[Openib-windows] Getting the HCA pdo

Fabian Tillier ftillier at silverstorm.com
Fri Sep 22 14:58:53 PDT 2006


Hi Jan,

On 9/22/06, Jan Bottorff <jbottorff at xsigo.com> wrote:
>
> I have a kernel driver that uses the IB stack but is not instantiated by the
> IB bus driver, so in not in the PnP tree of the hca.
>
> One of the little details that took some head scratching was how to
> correctly get the physical address of buffers while correctly doing Windows
> DMA. Currently, I have a piece of code that looks something like:
>
>             al_obj_t * internalHCAHandle;
>
>             internalHCAHandle = (al_obj_t *)hcaHandle;
>
>             nextLowerDevice =
> IoGetAttachedDeviceReference((PDEVICE_OBJECT)(internalHCAHandle->p_ci_ca->verbs.p_hca_dev));

Note that IoGetAttachedDeviceReference gets you a reference to the
highest device object in the device stack, not the next lower device.

> This basically does an ugly cast of a hca handle to its internal data
> structure to retrieve the hca pdo device object. This all works fine except
> for the little details that the shape of al_obj_t changes between a checked
> build and free build. I'd love to remove this ugly code and use something
> more "supported".

I agree a cleaner solution is needed.  Other drivers like SDP don't
put themselves in the device tree.

> Can someone suggest a better way to obtain the actual hca device pdo (or
> appropriate lower device object) to pass to IoGetDMAAdapter. It offhand
> seems like the IBAL interface is missing important functionality, as you
> need physical addresses in QP work requests but don't offhand see any calls
> to get a dma adapter object given an hca/port?

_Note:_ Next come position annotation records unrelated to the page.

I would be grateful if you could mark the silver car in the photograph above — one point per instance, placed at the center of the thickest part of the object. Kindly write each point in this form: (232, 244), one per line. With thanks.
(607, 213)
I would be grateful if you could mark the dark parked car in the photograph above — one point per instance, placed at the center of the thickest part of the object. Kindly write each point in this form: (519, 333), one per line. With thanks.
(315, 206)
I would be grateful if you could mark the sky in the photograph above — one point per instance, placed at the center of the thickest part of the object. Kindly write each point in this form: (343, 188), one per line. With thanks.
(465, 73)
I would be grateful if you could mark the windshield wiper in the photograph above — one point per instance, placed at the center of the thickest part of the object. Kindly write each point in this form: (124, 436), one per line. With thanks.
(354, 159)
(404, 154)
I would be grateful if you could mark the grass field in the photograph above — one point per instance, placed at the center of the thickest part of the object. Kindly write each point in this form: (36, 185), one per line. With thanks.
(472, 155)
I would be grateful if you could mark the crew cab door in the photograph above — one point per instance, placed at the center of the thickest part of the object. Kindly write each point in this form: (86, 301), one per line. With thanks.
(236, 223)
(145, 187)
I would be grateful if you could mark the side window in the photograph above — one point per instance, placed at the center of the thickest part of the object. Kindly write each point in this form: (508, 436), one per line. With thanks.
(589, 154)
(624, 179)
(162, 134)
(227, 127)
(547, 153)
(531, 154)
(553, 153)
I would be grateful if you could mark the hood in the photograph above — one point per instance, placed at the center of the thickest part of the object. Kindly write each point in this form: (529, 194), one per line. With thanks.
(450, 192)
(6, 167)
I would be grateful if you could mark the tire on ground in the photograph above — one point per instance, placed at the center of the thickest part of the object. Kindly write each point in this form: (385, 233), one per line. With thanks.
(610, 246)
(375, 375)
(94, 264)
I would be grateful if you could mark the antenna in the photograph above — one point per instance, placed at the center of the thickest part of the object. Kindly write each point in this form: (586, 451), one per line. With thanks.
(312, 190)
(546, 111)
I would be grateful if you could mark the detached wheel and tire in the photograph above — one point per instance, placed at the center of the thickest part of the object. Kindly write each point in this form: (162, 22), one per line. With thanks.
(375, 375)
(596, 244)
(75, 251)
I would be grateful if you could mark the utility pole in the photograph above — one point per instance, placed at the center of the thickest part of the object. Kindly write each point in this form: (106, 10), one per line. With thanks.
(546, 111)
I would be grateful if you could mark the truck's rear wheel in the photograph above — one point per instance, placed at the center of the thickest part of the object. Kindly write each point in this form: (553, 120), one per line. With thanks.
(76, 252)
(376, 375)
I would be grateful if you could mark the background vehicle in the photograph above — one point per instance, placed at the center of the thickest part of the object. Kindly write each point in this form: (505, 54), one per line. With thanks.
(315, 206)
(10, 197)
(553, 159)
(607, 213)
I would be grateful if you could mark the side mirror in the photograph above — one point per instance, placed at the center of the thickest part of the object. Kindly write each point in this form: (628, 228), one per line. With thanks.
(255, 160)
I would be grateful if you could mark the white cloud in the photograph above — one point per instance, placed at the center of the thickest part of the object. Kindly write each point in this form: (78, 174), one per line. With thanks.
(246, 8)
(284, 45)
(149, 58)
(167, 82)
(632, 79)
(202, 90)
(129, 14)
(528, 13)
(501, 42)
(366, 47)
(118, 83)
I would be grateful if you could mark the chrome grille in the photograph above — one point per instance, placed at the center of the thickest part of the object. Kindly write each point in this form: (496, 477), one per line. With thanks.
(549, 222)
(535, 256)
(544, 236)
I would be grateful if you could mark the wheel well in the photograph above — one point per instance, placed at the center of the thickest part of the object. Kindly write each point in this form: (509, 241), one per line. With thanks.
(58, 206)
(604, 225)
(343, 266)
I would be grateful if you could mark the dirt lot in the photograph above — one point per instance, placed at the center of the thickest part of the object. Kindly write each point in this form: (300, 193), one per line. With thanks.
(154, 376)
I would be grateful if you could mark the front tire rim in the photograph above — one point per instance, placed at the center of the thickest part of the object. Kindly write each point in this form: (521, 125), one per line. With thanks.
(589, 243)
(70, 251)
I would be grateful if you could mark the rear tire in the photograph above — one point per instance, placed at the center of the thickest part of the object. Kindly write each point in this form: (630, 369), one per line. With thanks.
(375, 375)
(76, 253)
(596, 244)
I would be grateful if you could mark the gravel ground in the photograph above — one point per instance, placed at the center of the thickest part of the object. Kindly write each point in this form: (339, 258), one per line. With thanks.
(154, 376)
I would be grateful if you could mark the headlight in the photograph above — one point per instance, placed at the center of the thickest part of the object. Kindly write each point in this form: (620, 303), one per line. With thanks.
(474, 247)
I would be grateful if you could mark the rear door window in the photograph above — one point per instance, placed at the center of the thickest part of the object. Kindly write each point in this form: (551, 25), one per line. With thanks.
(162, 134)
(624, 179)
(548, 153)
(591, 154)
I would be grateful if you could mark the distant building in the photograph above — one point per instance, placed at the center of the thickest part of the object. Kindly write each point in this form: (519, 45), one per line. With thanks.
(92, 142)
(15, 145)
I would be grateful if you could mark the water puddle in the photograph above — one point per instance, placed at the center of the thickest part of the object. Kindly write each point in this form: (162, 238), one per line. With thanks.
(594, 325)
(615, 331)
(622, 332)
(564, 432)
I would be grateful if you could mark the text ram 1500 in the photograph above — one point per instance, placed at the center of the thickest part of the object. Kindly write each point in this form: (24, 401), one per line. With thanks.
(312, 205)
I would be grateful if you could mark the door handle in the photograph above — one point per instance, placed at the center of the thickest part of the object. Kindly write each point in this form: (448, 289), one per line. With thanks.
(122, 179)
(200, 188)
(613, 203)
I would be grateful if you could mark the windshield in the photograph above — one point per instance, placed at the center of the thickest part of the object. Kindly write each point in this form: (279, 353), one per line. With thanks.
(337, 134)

There's an existing call to the HCA, ib_ci_call, that lets you do
pretty much anything you want.  This call was created to allow users
to make calls for things outside of the IB spec.  Currently, it is
used to get access to the PCI configuration space and to map it into
user-mode for firmware updates.  It could easilly be expanded to
support a request for the HCA's device object.  That's the solution
with the least impact on the existing code at the moment, but pushes
the implementation into every HCA driver thus potentially duplicating
functionality.

An other alternative is to add a function to the access layer
interface structure used by kernel clients.  I think I prefer this
solution.

There are a number of little issues like this that I'd like to address
better in the long term, so please keep track of what things you
like/dislike about the APIs and usage model, and we'll have a
brainstorming session to find a way to address these.  Some of the
issues are non-trivial to fix, and a lot of it comes from the code not
having been designed specifically for Windows.